By way of example, suppose I have two students to which I give the Paul Nation 14,000 VST. One student (A) scores 4000 words (uncorrected), while the other student (B) scores 5500 (uncorrected). It is clear that B has more vocabulary knowledge than A. However, uncorrected, both appear to have reasonably good learner vocabularies of 4000 or more, and may result in both students being treated in a similar way. For example, they may be put into the same class and given the same reading material and assignments.

However, after the scores have been corrected, to 667 (A) and 2666 (B) respectively, it is apparent that student B knows nearly 4 times more words than student A, a very substantial advantage in the early stages of learning a language. It would thus be much less appropriate to treat them in a similar way. A is very much a beginner while B is moving into intermediate territory.

It can be seen the random effect, apparently trivial, is not so when it is used for vocabulary size testing at low levels.

Teachers should therefore, if they use multichoice tests of vocabulary size, always ensure that they are corrected.

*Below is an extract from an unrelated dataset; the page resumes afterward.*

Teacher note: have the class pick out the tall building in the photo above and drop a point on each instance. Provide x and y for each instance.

To make this easier to do, I have prepared a web page which enables a table of corrected values to be created for any multichoice VST. It is available at:

https://www.mrbrook.net.nz/CalcVocab/multichoicecomp/MultichoiceCompensation.html

 

Comments and suggestions welcomed, of course.

 

Jim Brook

February 2018.

 



[1] It is hoped that within a reasonable amount of time, test writers will create tests which correct the flaws described here.

[2] This flaw, as discussed later, has a much smaller effect when the vocabulary is relatively high.

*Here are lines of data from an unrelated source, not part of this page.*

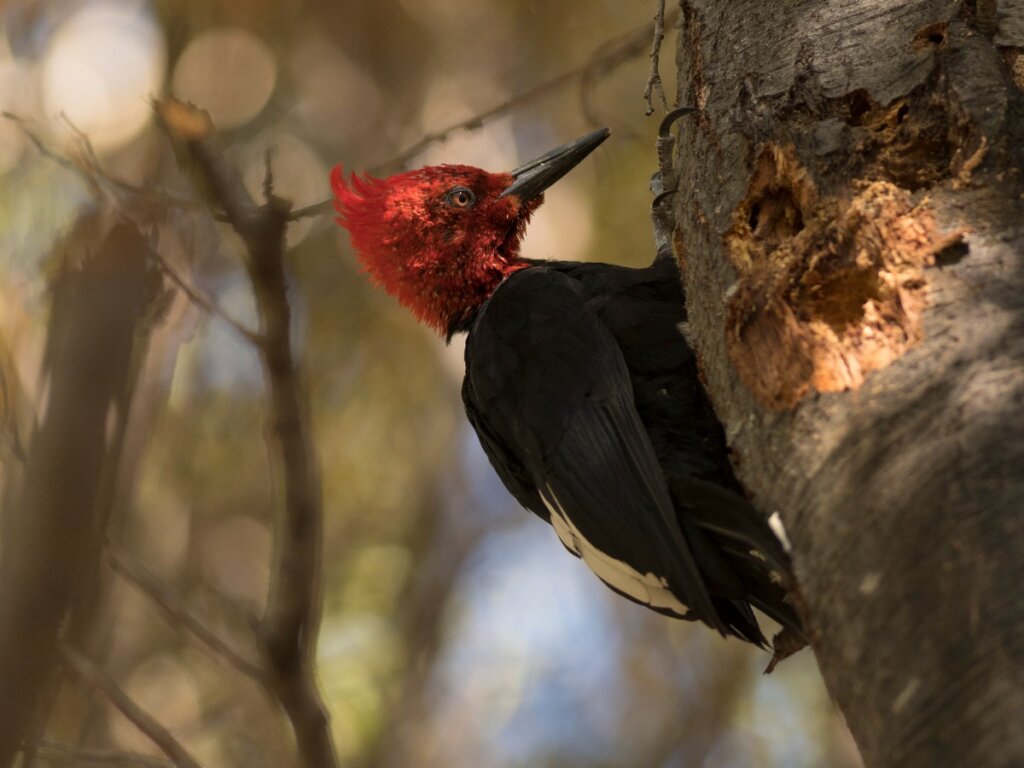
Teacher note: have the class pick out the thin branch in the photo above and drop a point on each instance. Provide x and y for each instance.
(58, 754)
(173, 606)
(95, 677)
(91, 171)
(205, 303)
(607, 57)
(654, 76)
(289, 629)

[3] A well-constructed test would have features such as: the same number of options for each question, and options which are all plausible.

[4] The formula for the calculation of the random point is calculated by N/M where N is the number of questions, and M is the number of choices given for each question.

[5] Of course, in this case, the actual midpoint of  25 and 100 is 37.5 and such an original score will not occur.

[6] It is interesting to consider the significance of an original score of 0. This could only be obtained by a student who had sufficient knowledge to enter the incorrect answer for each question. This degree of knowledge would be comparable to that of a student who obtained and original score of 100!

[7] A student could, by chance, present a score of slightly less than 25. In this case the laws of probability would kick in. i.e. A 41 (1 in 4) chance of 24, a 42 (1 in 16) of a score of 23 etc. Ignoring this effect, the range does begin with 25.

[8] Of course, the starting point of a range will not always be 25. In a 100 item test with 5 options per questions, the starting point will be 20. Or in a 200 question test with 4 options it will be 50. The general formula for calculating the random point is R = N / M where N = number of questions and M = number of choices available in each question.